Estate planning and trusts

Estate Planning And Trusts

Keywords: Sacramento CPA Firm, California Tax Help

If you own property or assets of substantial value and have not yet thought about estate planning, it is time to start doing your calculations in order to put a plan in place. If you die having property, the state levies tax on your estate. As of 2007, property worth two million or above is taxed. Whoever is the recipient of your assets has to pay a hefty amount in estate taxes, which may be up to 45 percent of the value of the estate left behind by you. Thus, if you do not have an estate plan, it may lead to a considerable part of the assets you leave behind being soaked up in taxes instead of going to your loved ones.

Estate planning consists of using effective methods to ensure that the estate tax implications are minimized after you death, and that the major part of your property/assets passes effortlessly to the recipients. Forming a bypass trust can be an effective way to reduce estate tax.

This can be better understood with an example. Suppose a husband and wife, Tom and Linda, jointly possess assets worth around $4.5m. If Tom dies first, Linda gets all of the assets of Tom without having to pay any estate taxes by virtue of the provision of unlimited spousal estate tax exclusion. The assets of Linda would be valued at $4.5m thereafter.
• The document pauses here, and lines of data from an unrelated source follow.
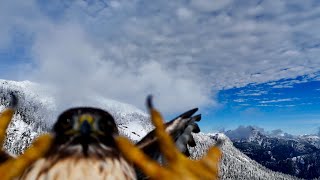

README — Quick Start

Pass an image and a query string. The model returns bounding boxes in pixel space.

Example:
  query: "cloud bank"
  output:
[0,0,320,113]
If Linda dies later, in the same year, when the estate tax rates are the same, assuming there has been no appreciation in the value of her estate, her estate tax on $4.5m would amount to $1, 905,800. Accordingly, her estate would be taxed $1,125,000 (after allowing an estate tax credit of $780,800), which her heirs would have to pay up. Since Linda availed unlimited spousal estate tax credit on the death of Tom, his estate tax credit of $780,000 stands extinguished. (The flat credit of $780,000 on estate tax liability is allowed against the exemption limit of $2m for 2007.)

Now let us see the difference if Tom and Linda had created a bypass trust through a revocable living trust (also called a family trust). A trust can be loosely defined as a legal entity capable of owning property and other assets. Every trust has a grantor, also called a creator or settler, who grants property to a trustee. The trustee cares for and uses the property for a third person or beneficiary. In a trust, a single person can take on many roles. In a revocable living trust, Tom could have been the grantor, trustee, and beneficiary, all at the same time. The trustee is bound to act in strict accordance with the terms of the trust in handling the trust property. In the event of the death of Tom, the owner, i.e. the trust, still survives. So there is no question of probate proceedings arising, and a new successor to the deceased trustee can smoothly take over.

To minimize estate tax, the revocable living trust can contain a provision that on the first death, of either Tom or Linda, a second or bypass trust would be formed. So, in the event of the death of Tom, $2m (equivalent to the estate tax credit for Tom) out of the $4.5m would be transferred to the bypass trust. In such an eventuality, the bypass trust acquires its own identity and irrevocable status, and thereafter would file its own tax returns. The assets of this bypass trust are used for the welfare, heath, upkeep, and maintenance of the surviving spouse, and after the second death, would be available for the subsequent beneficiaries.

Therefore, on the death of Tom, Linda would get the remaining $2.5m without paying any taxes, on account of the unlimited spousal estate tax exclusion. On the death of Linda, the bypass trust and Linda being separate entities, the value of the bypass trust assets would not be taken into consideration to assess the estate tax of Linda. Thus, the estate tax assessed on the estate of Linda at $2.5m, after deducting the estate tax credit of Linda, would come to just $225,000 as against $1,125,000 in the absence of a bypass trust. This is a clear saving of $900,000.

There are other types of trusts that serve the same purpose for other situations.
(All figures are approximate, and relate to 2007).